Movie Revenue Prediction

Introduction

In the contemporary film industry, accurately predicting a movie's earnings is paramount for maximizing profitability. This project aims to develop a sophisticated machine learning model to forecast movie earnings based on a comprehensive set of input features, including the movie name, MPAA rating, genre, year of release, IMDb rating, votes by the watchers, director, writer, leading cast, country of production, budget, production company, and runtime.

Numerous factors influence a movie's earnings, and the optimal combination of these factors remains elusive. Our machine learning model seeks to uncover the most significant factors for box office success by analyzing real data from a diverse array of movies produced globally.

We hypothesize that certain parameters, such as the director's track record and the genre of the film, hold more significance in predicting movie revenue than others. Observations suggest that despite lower IMDb ratings, action-oriented films often perform well at the box office, while genres such as comedy or emotional dramas, despite potentially higher IMDb ratings, may not achieve comparable revenue outcomes. These insights highlight the complex interplay between film attributes and audience preferences.
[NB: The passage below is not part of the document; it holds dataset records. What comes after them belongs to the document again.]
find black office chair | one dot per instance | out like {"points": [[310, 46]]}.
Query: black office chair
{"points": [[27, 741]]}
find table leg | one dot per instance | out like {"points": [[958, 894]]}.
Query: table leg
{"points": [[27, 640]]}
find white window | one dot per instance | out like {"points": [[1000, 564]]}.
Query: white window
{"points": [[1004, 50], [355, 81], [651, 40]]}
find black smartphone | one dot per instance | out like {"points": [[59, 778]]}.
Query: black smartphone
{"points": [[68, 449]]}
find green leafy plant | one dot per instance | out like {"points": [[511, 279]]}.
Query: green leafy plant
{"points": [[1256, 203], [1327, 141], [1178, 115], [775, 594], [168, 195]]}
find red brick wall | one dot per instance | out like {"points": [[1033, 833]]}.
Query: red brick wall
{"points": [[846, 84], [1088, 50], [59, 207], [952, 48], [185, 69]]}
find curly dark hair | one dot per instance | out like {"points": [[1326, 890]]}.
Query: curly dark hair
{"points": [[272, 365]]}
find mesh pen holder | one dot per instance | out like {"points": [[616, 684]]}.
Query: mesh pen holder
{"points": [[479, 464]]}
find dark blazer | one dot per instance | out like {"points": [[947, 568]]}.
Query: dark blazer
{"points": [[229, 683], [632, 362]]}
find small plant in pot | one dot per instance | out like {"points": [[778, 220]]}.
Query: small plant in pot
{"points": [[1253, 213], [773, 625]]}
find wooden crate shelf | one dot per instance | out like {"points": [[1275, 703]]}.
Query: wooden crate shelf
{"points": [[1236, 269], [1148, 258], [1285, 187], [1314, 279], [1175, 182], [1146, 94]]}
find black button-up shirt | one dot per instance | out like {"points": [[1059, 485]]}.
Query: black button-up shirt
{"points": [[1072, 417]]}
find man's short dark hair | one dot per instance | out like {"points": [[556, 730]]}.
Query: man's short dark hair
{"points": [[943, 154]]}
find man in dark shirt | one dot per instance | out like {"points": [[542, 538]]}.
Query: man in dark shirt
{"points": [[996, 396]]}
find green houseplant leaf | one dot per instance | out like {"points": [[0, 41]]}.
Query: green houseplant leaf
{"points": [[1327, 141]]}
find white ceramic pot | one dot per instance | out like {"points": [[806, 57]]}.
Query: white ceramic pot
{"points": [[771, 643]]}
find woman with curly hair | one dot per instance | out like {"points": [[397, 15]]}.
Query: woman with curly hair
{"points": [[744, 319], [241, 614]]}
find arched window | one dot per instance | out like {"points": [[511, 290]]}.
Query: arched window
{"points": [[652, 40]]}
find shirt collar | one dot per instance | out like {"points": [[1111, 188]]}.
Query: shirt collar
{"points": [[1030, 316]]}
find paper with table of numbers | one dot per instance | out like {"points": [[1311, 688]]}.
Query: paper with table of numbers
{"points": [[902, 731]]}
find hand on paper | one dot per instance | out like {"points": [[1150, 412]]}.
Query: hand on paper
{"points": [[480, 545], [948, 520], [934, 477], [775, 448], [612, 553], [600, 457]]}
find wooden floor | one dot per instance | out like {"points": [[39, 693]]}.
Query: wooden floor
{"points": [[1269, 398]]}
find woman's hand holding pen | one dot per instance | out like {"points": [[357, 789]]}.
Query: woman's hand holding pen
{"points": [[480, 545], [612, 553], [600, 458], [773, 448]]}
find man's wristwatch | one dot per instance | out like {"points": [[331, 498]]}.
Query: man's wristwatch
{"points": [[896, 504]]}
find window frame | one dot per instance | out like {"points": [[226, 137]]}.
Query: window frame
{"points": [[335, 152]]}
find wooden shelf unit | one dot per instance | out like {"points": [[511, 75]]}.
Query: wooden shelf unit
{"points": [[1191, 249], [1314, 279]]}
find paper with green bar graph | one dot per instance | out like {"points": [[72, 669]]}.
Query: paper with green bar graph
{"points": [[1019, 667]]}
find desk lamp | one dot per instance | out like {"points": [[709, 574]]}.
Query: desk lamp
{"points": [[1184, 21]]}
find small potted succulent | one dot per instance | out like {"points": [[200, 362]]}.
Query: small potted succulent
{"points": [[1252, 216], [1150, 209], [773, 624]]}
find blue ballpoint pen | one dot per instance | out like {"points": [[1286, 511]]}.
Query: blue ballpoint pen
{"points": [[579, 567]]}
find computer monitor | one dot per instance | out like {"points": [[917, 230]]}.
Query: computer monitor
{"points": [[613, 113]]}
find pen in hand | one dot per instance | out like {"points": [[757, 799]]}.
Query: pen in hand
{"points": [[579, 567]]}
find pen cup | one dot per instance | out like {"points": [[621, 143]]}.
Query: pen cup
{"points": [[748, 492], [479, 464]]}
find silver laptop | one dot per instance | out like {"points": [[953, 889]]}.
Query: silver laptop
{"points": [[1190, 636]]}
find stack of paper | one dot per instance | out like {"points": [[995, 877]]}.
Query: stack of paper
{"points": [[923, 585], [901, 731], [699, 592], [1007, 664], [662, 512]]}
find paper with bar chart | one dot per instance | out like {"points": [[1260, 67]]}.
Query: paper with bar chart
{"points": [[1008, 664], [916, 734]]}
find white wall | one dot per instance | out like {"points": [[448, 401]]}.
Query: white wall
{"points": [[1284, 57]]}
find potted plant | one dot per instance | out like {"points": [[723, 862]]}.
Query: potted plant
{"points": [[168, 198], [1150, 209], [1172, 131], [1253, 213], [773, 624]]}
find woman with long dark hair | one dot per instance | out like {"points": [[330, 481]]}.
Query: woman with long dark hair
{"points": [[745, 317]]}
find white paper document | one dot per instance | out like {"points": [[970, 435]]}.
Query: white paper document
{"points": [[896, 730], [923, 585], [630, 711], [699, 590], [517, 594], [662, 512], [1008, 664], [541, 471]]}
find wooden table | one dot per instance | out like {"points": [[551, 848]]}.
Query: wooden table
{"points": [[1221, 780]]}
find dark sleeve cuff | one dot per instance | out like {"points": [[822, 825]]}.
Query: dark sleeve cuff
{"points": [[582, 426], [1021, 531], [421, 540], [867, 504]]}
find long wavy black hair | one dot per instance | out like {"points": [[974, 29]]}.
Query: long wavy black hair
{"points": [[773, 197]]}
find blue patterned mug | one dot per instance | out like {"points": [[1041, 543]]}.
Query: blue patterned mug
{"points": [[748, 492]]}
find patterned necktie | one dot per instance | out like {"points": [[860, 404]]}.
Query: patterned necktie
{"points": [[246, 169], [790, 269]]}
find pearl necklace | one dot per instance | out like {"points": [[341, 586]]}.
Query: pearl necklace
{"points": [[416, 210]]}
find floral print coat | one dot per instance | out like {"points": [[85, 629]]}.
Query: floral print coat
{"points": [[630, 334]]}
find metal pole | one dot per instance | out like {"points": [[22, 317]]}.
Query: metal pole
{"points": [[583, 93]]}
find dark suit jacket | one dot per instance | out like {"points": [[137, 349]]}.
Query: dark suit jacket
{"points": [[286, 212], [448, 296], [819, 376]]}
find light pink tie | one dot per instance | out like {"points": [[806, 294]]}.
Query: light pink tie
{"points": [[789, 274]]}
By leveraging these diverse attributes, our goal is to construct a robust predictive model that can offer valuable insights and aid decision-making in the film industry. Ultimately, this will help filmmakers optimize their movie production strategies for maximum profit and popularity.

Directory Structure

Movie-Revenue-Prediction/
│
├── fig
│   └─ intro.png
│
├── Helper Files
│   ├── Best Features
│   │   ├── feature_scores.py
│   │   ├── feature_scores.txt
│   │   ├── significant_features.py
│   │   └── significant_features.txt
│   ├── budgetxgross.py
│   ├── data_visualization.py
│   ├── gross_histogram.py
│   ├── null_values_check.py
│   └── pie_chart.py
│
├── Misc
│   └─ initial_try.py
│
├── models
│   ├── accuracies.txt
│   ├── decision_tree_bagging.py
│   ├── decision_tree.py
│   ├── feature_scaling.py
│   ├── gradient_boost.py
│   ├── linear_regression_pca.py
│   ├── linear_regression.py
|   ├── random_forest.py
│   ├── tracking_XGBoost.py
│   └── XGBoost.py
│
├── old datasets
│   ├── finalised dataset
│   │   ├── dataset_modified.py
│   │   ├── masti.csv
│   │   ├── new_updated_less-than-1b-dataset.csv
│   │   ├── new_updated_less-than-350m-dataset.csv
│   │   ├── old_data.csv
│   │   └── updated_masti.csv
│   ├── initial
│   │   ├── initial_dataset.csv
│   │   └── initial_merge.csv
│   ├── Intermediate
│   │   ├── intermediate_dataset.csv
│   │   └── intermediate_merge.csv
│   │   └── intermediate1_dataset.csv
│   ├── Kaggle
│   │   ├── IMDb 5000+.csv
│   │   ├── movie_data_imdb.csv
│   │   ├── movie_metadata.csv
│   │   └── top_500_movies.csv
│   │
│   ├── data_builder_check.py
│   ├── dataset.csv
│   ├── dataset2.csv
│   ├── final_dataset.csv
│   ├── final_merge.csv
│   └── README.md
│
├── Reports
│   ├── Proposal
│   │   ├── proposal.pdf
│   │   └── proposal.tex
│   ├── 1st Project Report
│   │   ├── 1st_Project_Report.pdf
│   │   ├── 1st_Project_Report.tex
│   │   └── pics
│   │       ├── gross_histogram.png
│   │       ├── k_best.png
│   │       ├── model_accuracy_plot.png
│   │       ├── null_values.png
│   └── Final Report
│       ├── Final_Report.pdf
│       ├── Final_Report.tex
│       └── pics
│           ├── gross_histogram.png
│           ├── k_best.png
│           ├── model_accuracy_plot.png
│           ├── null_values.png
│           ├── pie_chart.png
│           └── R2_score_tracking.png
│
├── revised datasets
│   ├── movies.csv
|   ├── output.csv
│   └── README.md
│
├── .gitignore
├── LICENSE
├── main.py
├── README.md
├── requirements.txt
└── streamlit_app.py

Getting Started

All our code was tested on Python 3.6.8 with scikit-learn 1.3.2. Ideally, our scripts require access to a single GPU (uses .cuda() for inference). Inference can also be done on CPUs with minimal changes to the scripts.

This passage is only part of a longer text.